Testing with Good Data

G5 Cyber Security

2 months ago

TL;DR

If you have a lot of known good inputs for your system, use them to create a baseline test suite. This helps catch unexpected changes and regressions when you make updates.

1. Why Use Good Data for Testing?

Testing with only bad data (like trying to break things) is important, but it doesn’t tell you if your system still works normally. Good data confirms that the core functionality hasn’t been accidentally broken by changes.

Regression Testing: Ensures new code doesn’t ruin existing features.
Baseline Performance: Measures how quickly things should run when everything is working as expected.
Confidence in Updates: Gives you more trust that your changes are safe to deploy.

2. Gathering Your Benign Inputs

You need a collection of inputs that you know will work correctly with your system. Where do these come from?

Existing Data: Use real-world data that has been successfully processed before (ensure it doesn’t contain sensitive information!).
Sample Files: Create a set of representative sample files covering different valid scenarios.
Automated Generation: If possible, write scripts to automatically generate good inputs based on your system’s specifications.

3. Creating Your Baseline Test Suite

Now you’ll turn those inputs into a repeatable test suite.

Choose a Testing Framework: Select a framework appropriate for your language and system (e.g., pytest for Python, JUnit for Java).
Write Test Cases: For each good input, write a test case that:
- Loads the input data.
- Runs it through your system.
- Verifies the expected output.
Automate Execution: Configure your framework to run all tests automatically (e.g., as part of a build process).

4. Example Test Case (Python with pytest)

Let’s say you have a function process_data(input_file) that reads data from a file and returns a result.

import pytest

def process_data(input_file):
  # Your actual processing logic here
  with open(input_file, 'r') as f:
    data = f.read()
  return data.upper() # Example: convert to uppercase

def test_good_input():
  # Create a sample input file
  with open('test_input.txt', 'w') as f:
    f.write('hello world')

  expected_output = 'HELLO WORLD'
  actual_output = process_data('test_input.txt')
  assert actual_output == expected_output

5. Running and Interpreting Results

Run your test suite regularly.

All Tests Pass: Great!

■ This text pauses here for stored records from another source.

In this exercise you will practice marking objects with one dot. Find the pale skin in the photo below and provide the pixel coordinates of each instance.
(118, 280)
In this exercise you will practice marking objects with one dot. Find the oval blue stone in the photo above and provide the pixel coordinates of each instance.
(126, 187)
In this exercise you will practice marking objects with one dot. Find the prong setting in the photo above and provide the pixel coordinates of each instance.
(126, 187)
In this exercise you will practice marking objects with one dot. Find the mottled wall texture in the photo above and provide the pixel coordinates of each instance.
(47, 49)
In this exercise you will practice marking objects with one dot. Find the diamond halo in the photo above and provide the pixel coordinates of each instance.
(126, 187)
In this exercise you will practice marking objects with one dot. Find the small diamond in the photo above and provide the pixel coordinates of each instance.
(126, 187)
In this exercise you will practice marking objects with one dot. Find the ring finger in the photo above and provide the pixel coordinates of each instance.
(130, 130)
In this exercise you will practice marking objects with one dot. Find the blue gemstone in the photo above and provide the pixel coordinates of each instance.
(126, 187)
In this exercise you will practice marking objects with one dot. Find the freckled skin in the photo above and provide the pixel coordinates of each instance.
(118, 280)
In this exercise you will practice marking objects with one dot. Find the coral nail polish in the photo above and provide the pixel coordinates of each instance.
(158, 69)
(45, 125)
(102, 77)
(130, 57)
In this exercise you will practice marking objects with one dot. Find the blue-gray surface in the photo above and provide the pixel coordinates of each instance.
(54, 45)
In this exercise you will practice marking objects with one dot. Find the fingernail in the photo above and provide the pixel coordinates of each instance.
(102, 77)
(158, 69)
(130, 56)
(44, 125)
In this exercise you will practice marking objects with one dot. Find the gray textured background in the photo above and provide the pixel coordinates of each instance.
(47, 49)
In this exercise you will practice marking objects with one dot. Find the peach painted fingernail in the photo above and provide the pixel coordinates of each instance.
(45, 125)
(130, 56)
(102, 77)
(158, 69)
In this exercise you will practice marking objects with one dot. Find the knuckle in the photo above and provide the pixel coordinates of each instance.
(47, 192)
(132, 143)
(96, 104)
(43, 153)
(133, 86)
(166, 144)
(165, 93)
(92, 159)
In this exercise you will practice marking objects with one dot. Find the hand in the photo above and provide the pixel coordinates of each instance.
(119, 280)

Your system is likely still working as expected.
Tests Fail: Investigate immediately to find the cause of the failure. This could be a bug in new code, or an unexpected change in your environment.

6. Maintaining Your Test Suite

Good data tests aren’t ‘set it and forget it’.

Add New Tests: As you add features, create new test cases to cover them with good inputs.
Update Existing Tests: If the expected output changes (due to a valid feature update), modify your tests accordingly.
Regular Review: Periodically review your tests to ensure they are still relevant and effective.